Seule constante dans cette politique de sélection, les fortes têtes, les caractériels et les teigneux ont été poussés vers la porte de sortie. Exit les Fritz, Dupuy, Bastareaud et Cie. Merci et bon vent ! Chabal, qui a eu pendant longtemps «toute la confiance» du sélectionneur est éliminé sur la dernière ligne droite. Traitement similaire pour Jauzion et Poitrenaud, souvent vantés comme des pièces maîtresses du Quinze tricolore. Leur club ne s’en plaindra pas, vu la performance éblouissante des deux joueurs lors de la finale 2011 du championnat.

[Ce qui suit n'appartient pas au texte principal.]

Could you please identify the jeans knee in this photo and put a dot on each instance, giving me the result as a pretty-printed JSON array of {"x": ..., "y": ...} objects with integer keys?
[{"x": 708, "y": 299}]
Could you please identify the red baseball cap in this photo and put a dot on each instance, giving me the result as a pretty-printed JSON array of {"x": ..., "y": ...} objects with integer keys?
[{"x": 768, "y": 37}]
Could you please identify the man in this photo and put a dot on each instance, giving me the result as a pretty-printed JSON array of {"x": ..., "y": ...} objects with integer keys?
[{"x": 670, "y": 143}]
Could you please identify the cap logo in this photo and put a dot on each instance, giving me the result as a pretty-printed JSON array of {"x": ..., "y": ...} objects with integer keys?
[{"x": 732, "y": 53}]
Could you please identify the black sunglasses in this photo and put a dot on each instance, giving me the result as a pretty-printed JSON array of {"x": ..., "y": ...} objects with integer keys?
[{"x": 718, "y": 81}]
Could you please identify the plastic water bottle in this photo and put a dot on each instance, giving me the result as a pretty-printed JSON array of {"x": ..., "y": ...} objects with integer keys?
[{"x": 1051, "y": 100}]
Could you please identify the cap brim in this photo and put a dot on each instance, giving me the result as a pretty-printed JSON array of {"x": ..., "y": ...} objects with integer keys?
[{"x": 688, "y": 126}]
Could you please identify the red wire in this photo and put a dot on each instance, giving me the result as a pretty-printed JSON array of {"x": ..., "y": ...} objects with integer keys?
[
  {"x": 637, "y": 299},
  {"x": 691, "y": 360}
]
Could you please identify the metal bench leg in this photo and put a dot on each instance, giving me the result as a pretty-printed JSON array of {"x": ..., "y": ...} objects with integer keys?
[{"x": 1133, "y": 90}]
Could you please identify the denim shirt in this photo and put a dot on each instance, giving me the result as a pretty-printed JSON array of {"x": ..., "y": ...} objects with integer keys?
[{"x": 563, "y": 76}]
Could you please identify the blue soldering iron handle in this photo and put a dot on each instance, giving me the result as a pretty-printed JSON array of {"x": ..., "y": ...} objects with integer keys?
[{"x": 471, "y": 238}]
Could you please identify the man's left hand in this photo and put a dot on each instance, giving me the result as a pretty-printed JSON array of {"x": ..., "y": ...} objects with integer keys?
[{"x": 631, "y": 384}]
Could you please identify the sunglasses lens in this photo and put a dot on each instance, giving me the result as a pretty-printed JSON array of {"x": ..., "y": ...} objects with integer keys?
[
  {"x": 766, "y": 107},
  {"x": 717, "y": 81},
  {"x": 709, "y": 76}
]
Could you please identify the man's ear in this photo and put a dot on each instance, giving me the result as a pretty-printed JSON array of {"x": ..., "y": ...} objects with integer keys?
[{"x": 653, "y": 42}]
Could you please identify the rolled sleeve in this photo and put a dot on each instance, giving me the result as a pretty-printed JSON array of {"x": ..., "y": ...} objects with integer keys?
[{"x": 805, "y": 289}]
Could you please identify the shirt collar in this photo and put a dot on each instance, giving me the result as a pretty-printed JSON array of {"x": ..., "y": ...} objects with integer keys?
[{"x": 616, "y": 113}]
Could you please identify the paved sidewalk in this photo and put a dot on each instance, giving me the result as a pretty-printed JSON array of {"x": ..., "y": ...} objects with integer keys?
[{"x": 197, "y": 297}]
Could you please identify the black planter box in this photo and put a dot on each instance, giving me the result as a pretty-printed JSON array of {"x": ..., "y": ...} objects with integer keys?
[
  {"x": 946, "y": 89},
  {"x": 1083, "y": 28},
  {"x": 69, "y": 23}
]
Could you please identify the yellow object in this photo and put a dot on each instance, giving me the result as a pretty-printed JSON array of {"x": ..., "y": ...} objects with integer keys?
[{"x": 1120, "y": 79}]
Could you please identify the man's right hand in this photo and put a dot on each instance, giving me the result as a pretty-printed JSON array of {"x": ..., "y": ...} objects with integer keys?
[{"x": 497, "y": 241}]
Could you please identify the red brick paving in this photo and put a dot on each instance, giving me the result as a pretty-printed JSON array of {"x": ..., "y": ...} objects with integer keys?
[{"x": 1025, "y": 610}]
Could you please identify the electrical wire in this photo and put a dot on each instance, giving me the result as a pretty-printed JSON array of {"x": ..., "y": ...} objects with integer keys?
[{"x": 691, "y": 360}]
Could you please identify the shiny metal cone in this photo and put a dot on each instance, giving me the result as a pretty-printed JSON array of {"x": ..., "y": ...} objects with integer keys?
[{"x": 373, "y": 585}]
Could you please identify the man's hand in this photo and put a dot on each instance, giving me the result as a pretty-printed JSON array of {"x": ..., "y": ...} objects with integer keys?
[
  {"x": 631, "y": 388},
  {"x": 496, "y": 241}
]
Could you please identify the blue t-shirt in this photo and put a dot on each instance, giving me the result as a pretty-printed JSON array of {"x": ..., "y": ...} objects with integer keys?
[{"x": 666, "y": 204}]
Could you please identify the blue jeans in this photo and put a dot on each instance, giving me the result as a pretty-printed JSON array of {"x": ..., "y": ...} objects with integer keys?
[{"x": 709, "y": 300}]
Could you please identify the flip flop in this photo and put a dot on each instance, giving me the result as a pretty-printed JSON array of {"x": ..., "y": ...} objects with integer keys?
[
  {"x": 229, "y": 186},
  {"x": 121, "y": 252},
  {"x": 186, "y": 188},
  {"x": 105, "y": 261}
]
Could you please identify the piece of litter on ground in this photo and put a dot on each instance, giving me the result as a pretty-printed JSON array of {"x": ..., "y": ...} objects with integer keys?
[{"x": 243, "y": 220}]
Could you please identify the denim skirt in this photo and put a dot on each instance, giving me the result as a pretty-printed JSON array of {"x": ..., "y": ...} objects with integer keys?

Une atmosphère de fin de règne s’est désormais emparée du domaine de Ballejame. Marco et ses deux accolytes ont abandonné depuis longtemps toute prétention de logique et de cohérence dans leurs choix.

Les lueurs d’espoir sont rares. Le retour en grâce d’un Picamoles et l’arrivée du jeune Lakafia sont à saluer, mais arrivent un peu tard. Trop tard ? Pour toute autre équipe que la France, on aurait sans doute répondu par l’affirmative. Mais s’il est une nation de l’Ovale qui est capable de passer de l’ombre à la lumière en quelques semaines, ou quelques mois, c’est bien la France… Et si on peut espérer une chose, c’est bien celle-là, un match, un seul, un quart de finale flamboyant pour faire de nouveau rêver tous les amoureux du rugby français. Au-delà, tous les rêves seront permis.